Stage: 5 Challenge Level: Challenge Level:1

Why do this problem ?

This problem allows students to explore the process of making mathematical conjectures based on visual intuition. The conjectures can then be proved/disproved following a straightforward exercise in finding turning points (whilst taking care over distinguishing the various cases). This is good training and practice of key mathematical skills.

Possible approach

Have a class discussion about the positions of X that might lead to a minimum of the function before anyone actually writes anything down. Consider and discuss what happens to the function as X moves along the line segment from P to Q. What conjectures do the class come up with? Is there a general agreement or are multiple conjectures stated?
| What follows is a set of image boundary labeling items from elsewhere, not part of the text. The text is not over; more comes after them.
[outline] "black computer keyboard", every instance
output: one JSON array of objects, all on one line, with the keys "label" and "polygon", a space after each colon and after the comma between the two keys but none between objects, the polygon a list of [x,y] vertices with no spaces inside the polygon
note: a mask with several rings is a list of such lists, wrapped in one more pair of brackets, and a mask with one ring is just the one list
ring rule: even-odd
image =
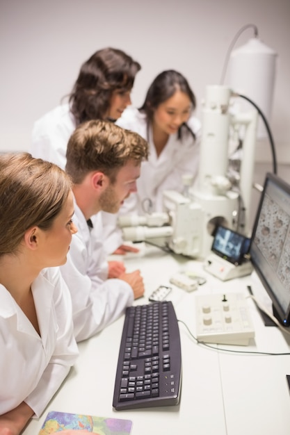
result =
[{"label": "black computer keyboard", "polygon": [[176,405],[181,382],[179,329],[172,302],[127,308],[113,407],[122,410]]}]

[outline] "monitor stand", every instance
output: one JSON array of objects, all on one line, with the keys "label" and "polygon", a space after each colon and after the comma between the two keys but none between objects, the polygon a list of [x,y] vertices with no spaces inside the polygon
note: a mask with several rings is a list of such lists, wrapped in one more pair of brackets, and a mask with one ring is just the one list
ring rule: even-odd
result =
[{"label": "monitor stand", "polygon": [[[283,322],[281,320],[281,318],[280,318],[279,314],[277,313],[277,310],[275,309],[273,305],[272,305],[272,307],[273,316],[276,318],[281,326],[282,326],[284,328],[287,328],[287,327],[285,327],[283,325]],[[276,323],[273,322],[273,320],[268,315],[268,314],[264,313],[263,310],[260,309],[258,306],[257,306],[257,308],[258,309],[259,312],[261,314],[265,326],[277,326]]]},{"label": "monitor stand", "polygon": [[[261,310],[257,304],[257,308],[258,309],[258,311],[261,315],[261,318],[263,319],[263,322],[265,326],[277,326],[275,322],[266,314],[263,310]],[[273,315],[276,317],[274,314],[274,307],[273,307]]]}]

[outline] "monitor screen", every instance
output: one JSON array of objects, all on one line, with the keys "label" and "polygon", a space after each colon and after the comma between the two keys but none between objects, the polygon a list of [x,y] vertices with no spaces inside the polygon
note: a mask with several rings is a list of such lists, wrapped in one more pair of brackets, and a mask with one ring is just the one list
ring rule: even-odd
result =
[{"label": "monitor screen", "polygon": [[267,174],[250,247],[254,268],[273,303],[273,313],[290,324],[290,186]]},{"label": "monitor screen", "polygon": [[214,233],[211,251],[225,260],[238,265],[243,261],[249,246],[250,238],[220,225]]}]

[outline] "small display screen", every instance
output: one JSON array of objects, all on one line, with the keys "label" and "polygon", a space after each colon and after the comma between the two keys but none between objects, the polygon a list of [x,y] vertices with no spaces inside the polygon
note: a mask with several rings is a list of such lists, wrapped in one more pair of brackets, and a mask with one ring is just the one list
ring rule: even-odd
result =
[{"label": "small display screen", "polygon": [[248,254],[250,239],[243,234],[219,226],[216,230],[211,251],[234,264],[241,264]]},{"label": "small display screen", "polygon": [[290,324],[290,186],[267,174],[250,248],[251,261],[267,290],[273,313]]}]

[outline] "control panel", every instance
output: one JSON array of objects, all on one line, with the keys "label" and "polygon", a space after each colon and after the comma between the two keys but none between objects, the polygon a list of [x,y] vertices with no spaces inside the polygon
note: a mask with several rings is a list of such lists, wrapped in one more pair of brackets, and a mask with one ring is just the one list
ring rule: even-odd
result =
[{"label": "control panel", "polygon": [[255,337],[243,293],[195,295],[197,338],[204,343],[248,345]]}]

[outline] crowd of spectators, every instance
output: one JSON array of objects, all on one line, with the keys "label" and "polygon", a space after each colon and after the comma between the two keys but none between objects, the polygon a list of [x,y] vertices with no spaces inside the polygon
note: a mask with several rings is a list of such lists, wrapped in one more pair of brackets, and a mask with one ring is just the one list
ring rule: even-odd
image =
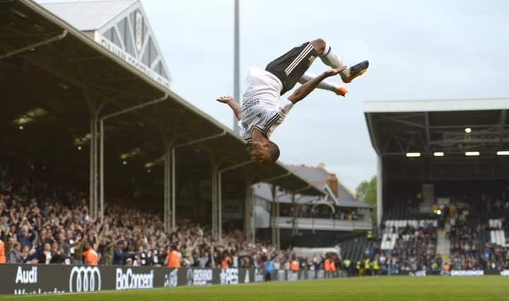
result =
[{"label": "crowd of spectators", "polygon": [[[281,204],[281,216],[293,216],[294,207],[291,203]],[[334,211],[328,206],[313,206],[313,205],[299,204],[297,206],[297,218],[324,218],[327,220],[360,220],[363,216],[355,208],[334,207]]]},{"label": "crowd of spectators", "polygon": [[442,259],[436,254],[437,228],[433,223],[383,228],[382,232],[397,234],[394,248],[380,249],[380,237],[370,244],[364,254],[364,261],[368,259],[372,266],[378,267],[380,274],[438,270],[441,266]]},{"label": "crowd of spectators", "polygon": [[107,203],[100,223],[90,217],[85,194],[37,177],[36,167],[20,170],[0,165],[0,240],[8,263],[163,266],[170,252],[182,267],[261,267],[270,256],[276,268],[297,260],[314,269],[324,261],[249,243],[239,230],[213,240],[210,227],[189,220],[165,231],[159,213],[118,200]]}]

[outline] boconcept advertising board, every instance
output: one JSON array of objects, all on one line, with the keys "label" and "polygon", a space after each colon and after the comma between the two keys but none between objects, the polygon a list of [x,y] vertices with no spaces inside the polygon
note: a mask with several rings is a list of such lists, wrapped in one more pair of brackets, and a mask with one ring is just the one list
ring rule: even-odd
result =
[{"label": "boconcept advertising board", "polygon": [[[168,268],[146,266],[0,265],[0,294],[58,294],[177,285],[235,285],[264,280],[255,268]],[[323,271],[275,271],[273,281],[338,277]]]}]

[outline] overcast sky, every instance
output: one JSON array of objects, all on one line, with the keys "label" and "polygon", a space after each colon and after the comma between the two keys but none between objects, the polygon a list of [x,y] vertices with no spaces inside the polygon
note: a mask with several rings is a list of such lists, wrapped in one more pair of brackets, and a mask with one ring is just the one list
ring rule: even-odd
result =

After the students have found the turning points have the class reflect on whether their findings agree with the original conjecture(s) and if not why not?

Key questions

  • What is a conjecture?
  • What features of the geometric situation do you notice?
  • How do you expect the function to change as X moves from P to Q?
  • Would you expect the position of X giving a minumum value of the function to be dependent or independent of scaling, that is would this position of X be the same relative to the endpoints for a short line segments as when the line segment was stretched to make it longer

and, after doing the calculus:
  • What does the graph of the function look like as x varies?
  • Does this graph look the same whatever the length of the line segment?
  • How many turning points are there?
  • Does the nature of the turning points, and/or the position of X where the turning points occur, depend on the value of the constant a?
  • Did we miss any of the possibilities when we made our initial conjecture and if so why?
Possible extension

Consider generalisations of this type of problem.

Possible support

Students might struggle with the concept of a conjecture as a precise mathematical statement which can be proved or disproved following further investigation. You might like to suggest these possibilities and to vote on them
  • I think that the location of the minimum does not depend on the value of a
  • I think that the location of the minimum does depend of the value of a
  • I think that the minimum values are always located in the centre of the line.